Bwindi Impenetrable Forest National Park
More than half of the world’s Mountain gorillas population is resident in Bwindi National Park. There are 320 individuals’ living in troops of 15 and it is the main attraction in the rainforest. However, the forest harbours at least 120 mammal species. This list consists of mainly small mammals such as rodents and bats, but it does include 11 types of primate, including a health population of chimpanzee and substantial numbers of L’Hoest’s, red-tailed and blue monkey, black-white colobus monkey and olive baboon. 6 antelope species are in the park.
A total of 350 bird species is in the park, 23 species endemic to Albert Rift and 14 species only found in this forest among them the African green broadbill, white-tailed blue flycatcher brown necked parrot, white-bellied robin chat and frazer’s eagle owl and many more. Bwindi is a home to 200 butterfly species. Bwindi forest is a mysterious African jungle with dense growth, vines and other vegetation.
The forest is 25000 years old and covers an area of 331sq km and it is shared by the districts of Kanungu, Kabale and Kisoro in the south-western Uganda on the edge of the western rift valley. It has an altitude ranging between 1160m and 2607m above sea level.

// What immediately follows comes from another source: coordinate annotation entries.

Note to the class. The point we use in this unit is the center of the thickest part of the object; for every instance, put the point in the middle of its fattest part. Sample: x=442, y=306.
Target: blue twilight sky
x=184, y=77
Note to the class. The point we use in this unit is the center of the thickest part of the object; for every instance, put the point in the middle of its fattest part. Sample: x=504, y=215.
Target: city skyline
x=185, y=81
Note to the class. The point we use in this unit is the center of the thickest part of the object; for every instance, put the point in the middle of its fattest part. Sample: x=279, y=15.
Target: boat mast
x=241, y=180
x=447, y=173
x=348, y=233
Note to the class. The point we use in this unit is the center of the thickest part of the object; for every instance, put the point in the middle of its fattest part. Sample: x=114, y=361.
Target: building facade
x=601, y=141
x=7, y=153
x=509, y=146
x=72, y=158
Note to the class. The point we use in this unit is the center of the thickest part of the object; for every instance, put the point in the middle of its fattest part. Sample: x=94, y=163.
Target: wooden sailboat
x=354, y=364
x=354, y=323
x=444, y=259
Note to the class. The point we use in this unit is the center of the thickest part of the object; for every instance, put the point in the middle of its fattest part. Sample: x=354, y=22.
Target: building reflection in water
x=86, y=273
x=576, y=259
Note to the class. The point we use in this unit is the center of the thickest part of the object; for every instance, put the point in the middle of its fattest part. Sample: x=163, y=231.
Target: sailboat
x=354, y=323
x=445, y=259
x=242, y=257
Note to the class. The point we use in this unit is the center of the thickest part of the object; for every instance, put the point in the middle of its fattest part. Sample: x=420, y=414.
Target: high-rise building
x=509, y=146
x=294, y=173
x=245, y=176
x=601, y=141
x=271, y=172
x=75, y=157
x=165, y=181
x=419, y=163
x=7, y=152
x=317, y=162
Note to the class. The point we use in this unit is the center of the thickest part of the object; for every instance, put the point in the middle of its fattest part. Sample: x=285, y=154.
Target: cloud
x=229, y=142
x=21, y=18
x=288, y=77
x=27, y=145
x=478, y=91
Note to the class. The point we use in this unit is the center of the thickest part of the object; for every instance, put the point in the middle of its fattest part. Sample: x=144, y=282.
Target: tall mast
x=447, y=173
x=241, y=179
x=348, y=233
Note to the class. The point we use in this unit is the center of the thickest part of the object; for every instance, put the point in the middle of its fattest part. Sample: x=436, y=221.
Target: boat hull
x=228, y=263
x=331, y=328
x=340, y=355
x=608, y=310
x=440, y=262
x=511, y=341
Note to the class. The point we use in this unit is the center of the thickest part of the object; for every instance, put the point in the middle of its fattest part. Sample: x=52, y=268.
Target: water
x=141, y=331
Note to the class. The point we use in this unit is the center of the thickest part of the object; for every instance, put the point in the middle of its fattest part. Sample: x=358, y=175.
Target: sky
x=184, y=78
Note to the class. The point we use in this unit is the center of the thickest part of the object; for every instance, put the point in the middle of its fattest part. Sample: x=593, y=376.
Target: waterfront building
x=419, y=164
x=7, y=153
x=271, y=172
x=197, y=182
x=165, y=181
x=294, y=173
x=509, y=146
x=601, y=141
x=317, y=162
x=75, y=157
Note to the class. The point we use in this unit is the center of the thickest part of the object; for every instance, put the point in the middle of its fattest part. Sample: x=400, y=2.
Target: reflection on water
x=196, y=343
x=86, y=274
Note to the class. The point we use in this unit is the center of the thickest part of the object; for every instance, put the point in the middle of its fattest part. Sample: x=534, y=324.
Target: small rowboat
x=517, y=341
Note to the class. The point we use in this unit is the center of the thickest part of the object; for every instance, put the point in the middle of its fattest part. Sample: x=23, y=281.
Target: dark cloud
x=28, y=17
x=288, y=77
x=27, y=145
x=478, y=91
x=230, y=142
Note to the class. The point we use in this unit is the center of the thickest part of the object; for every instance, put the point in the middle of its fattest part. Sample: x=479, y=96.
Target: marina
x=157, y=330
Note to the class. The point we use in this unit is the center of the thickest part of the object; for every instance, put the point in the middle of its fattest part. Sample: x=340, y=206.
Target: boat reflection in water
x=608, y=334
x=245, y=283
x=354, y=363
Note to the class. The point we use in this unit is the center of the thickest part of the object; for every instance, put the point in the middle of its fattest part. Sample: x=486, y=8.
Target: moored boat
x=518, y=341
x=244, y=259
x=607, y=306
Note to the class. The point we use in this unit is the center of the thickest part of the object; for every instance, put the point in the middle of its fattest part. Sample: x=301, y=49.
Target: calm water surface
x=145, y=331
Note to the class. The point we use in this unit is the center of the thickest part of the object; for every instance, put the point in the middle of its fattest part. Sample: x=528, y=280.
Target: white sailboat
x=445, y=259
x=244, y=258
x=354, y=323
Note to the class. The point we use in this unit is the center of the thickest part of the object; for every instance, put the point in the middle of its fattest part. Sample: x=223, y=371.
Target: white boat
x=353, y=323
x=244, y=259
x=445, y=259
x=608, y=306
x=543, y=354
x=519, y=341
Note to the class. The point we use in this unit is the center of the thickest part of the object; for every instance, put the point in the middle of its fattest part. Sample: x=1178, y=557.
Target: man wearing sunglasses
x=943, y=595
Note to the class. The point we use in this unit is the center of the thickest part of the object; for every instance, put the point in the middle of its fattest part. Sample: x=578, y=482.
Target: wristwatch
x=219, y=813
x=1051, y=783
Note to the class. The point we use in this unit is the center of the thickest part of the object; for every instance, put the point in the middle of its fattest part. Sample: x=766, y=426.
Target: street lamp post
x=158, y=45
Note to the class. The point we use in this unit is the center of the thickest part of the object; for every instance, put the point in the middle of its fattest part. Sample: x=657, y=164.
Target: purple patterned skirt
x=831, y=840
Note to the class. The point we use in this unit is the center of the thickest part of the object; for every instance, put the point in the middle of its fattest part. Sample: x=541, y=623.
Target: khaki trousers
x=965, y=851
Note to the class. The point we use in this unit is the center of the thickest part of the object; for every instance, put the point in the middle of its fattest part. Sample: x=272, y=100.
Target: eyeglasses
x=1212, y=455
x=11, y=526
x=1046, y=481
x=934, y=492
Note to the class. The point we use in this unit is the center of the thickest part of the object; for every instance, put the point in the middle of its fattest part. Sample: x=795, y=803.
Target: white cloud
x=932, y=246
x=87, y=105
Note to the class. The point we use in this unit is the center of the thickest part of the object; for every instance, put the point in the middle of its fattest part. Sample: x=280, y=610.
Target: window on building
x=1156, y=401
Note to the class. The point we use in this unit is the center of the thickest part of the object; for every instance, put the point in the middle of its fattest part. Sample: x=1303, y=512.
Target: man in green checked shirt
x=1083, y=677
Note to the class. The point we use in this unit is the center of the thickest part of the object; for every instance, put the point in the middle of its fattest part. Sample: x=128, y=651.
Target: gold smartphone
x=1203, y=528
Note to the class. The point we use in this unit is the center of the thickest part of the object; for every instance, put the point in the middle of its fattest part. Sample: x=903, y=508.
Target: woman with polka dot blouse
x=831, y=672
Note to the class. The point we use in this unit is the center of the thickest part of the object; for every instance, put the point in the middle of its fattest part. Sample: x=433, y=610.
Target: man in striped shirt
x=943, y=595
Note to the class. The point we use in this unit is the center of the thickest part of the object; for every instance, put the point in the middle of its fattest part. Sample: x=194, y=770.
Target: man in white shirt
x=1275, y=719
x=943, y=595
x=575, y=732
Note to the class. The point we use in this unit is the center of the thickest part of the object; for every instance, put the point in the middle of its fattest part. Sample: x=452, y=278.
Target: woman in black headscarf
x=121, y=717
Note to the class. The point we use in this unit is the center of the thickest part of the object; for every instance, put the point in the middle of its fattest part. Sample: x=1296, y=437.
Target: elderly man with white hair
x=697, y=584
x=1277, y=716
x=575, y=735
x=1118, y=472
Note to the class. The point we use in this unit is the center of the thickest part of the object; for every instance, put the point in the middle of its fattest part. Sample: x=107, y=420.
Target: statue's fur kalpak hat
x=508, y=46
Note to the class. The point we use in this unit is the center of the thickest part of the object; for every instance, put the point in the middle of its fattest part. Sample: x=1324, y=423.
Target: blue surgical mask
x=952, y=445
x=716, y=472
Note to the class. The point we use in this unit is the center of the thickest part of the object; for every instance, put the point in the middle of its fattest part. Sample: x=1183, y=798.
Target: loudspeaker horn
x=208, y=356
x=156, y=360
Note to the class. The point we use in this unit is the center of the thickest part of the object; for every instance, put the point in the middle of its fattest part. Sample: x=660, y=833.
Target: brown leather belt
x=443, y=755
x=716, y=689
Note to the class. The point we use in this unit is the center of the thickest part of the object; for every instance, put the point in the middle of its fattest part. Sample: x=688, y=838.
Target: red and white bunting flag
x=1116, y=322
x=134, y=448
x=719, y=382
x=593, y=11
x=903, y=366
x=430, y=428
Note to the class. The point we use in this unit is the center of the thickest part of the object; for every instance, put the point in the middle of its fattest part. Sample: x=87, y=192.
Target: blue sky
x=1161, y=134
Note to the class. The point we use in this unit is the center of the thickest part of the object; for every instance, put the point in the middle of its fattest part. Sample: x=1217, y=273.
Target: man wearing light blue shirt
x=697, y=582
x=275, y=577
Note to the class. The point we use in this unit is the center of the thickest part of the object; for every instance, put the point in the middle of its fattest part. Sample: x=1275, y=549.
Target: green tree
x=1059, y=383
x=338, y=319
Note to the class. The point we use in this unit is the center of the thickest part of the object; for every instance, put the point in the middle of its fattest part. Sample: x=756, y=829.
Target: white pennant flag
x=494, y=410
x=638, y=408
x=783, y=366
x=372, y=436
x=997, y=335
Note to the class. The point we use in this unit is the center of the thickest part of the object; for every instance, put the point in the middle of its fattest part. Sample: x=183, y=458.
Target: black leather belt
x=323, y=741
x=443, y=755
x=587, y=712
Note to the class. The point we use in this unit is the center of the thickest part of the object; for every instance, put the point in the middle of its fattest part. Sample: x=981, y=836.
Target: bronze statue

The Park spreads over a series of steep ridges and valleys that form the eastern edge of the Albertine Rift Valley. Bwindi Impenetrable National Park contains the 2-sq-km Mubwindi swamp and a number of smaller swamps. Munyaga River tumbles down the steep slopes south-east, nearby Buhoma, flowing through a series of waterfalls.
Bwindi Safari Uganda
There are over 163 species of trees, 10 of which occur nowhere else in Uganda and 16 of which show very limited distribution elsewhere in Uganda. The park has an extensive stand of bamboo about 6 sq km and Tropical rainforest.